THE VERDICT: Carto’s map-altering puzzles start tame but soon find their footing as the game continues to concoct imaginative ways that changing the placement of land can impact the areas you explore. A few of the puzzles do seem like their exact requirements are unclear but they shouldn’t trip a player up for too long. The creative map puzzles playing into your continued exploration of new cultures really adds an extra layer to the experience, friendly peoples with new customs to share and demonstrate making continued progress more delightful in a game that really builds up a cozy low-pressure atmosphere through its look, sound, and open and amicable cast. Perhaps it could have had more wildly complex map puzzles, but the ones on offer are enjoyable, varied, and most importantly contribute to an overall pleasant aura that hangs over this lovely experience.
And so, I give Carto for Xbox One…
A GOOD rating. Cute, calm, and charming, Carto creates a wonderful little trip around a world full of interesting invented cultures. New characters root the player into the scenario and give us good reason to interact with the customs as well as problems that only your map altering skills can solve, and you get that bittersweet joy of leaving behind old friends to go meet new ones with the promise that maybe you might get to see them again to reminisce. Carto’s the kind of gentle and cozy experience that can leave you smiling as moments both silly and sweet bring you closer into its cute but not cloyingly saccharine setting. The map puzzles definitely are the supportive framework that prevents this game from losing its energy, Carto having to whip out her map fairly often to start righting wrongs, but the boundaries of how she can move map tiles around means the action requires thought even when you’re not working with some of the more involved mechanics layered over things later. As your influence expands or new wrinkles enter how the map can be altered you still get those moments of satisfying discovery where you figure out how things need to be put together to work properly, and the moments where you’re trying to make a tile appear and it isn’t quite clicking aren’t too harmful so long as you keep a level head and do some simple shifting until it does. Some of its puzzles it keeps its hints close to its chest and others it maybe gives too much away, but even when the solution is a bit obvious it is nifty to see the outcome because piecing together the world in such a manner is made inherently interesting with how fluidly handled it is.
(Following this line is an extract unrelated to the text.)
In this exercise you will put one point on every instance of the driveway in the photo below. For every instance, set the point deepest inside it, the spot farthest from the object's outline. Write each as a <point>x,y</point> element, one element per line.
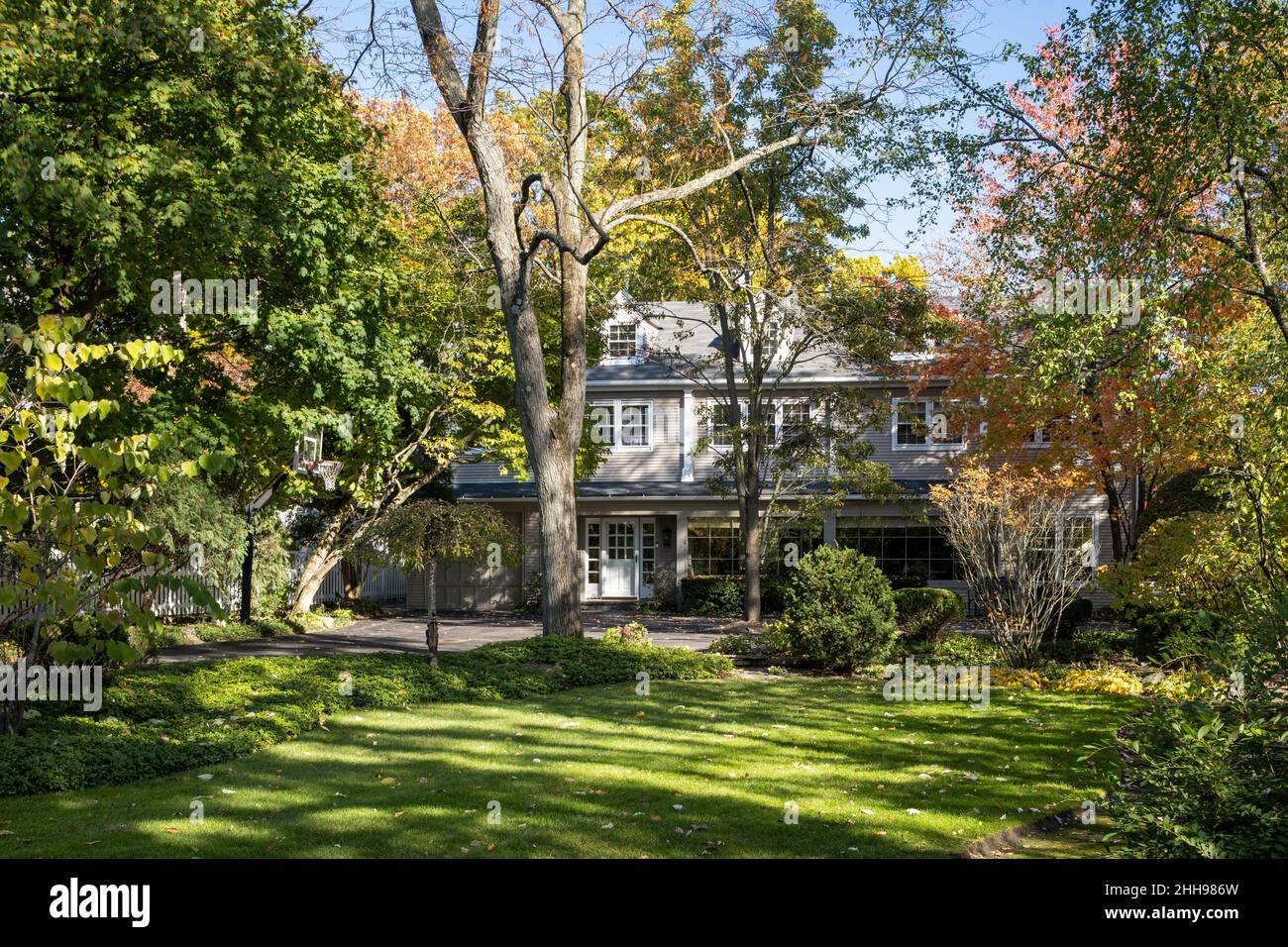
<point>462,631</point>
Carto never asks you to really mark the map or really get into the minutiae of editing, the tile system easy enough to understand and thus the puzzles can focus on broader ideas rather than the kind of complexities the game might have needed if it wanted to rely on pure game mechanics. However, Carto provides a pleasant adventure where places and people come together, a lovely journey through a world that is fun to edit but has plenty worth finding there already. Helping out such a nice set of characters live their unique lives without any real danger hanging over things makes Carto an easy recommendation for the kind of game to play when you want something light and low pressure, the gameplay still giving you something interesting and engaging to do even though the heartwarming interactions are the real find.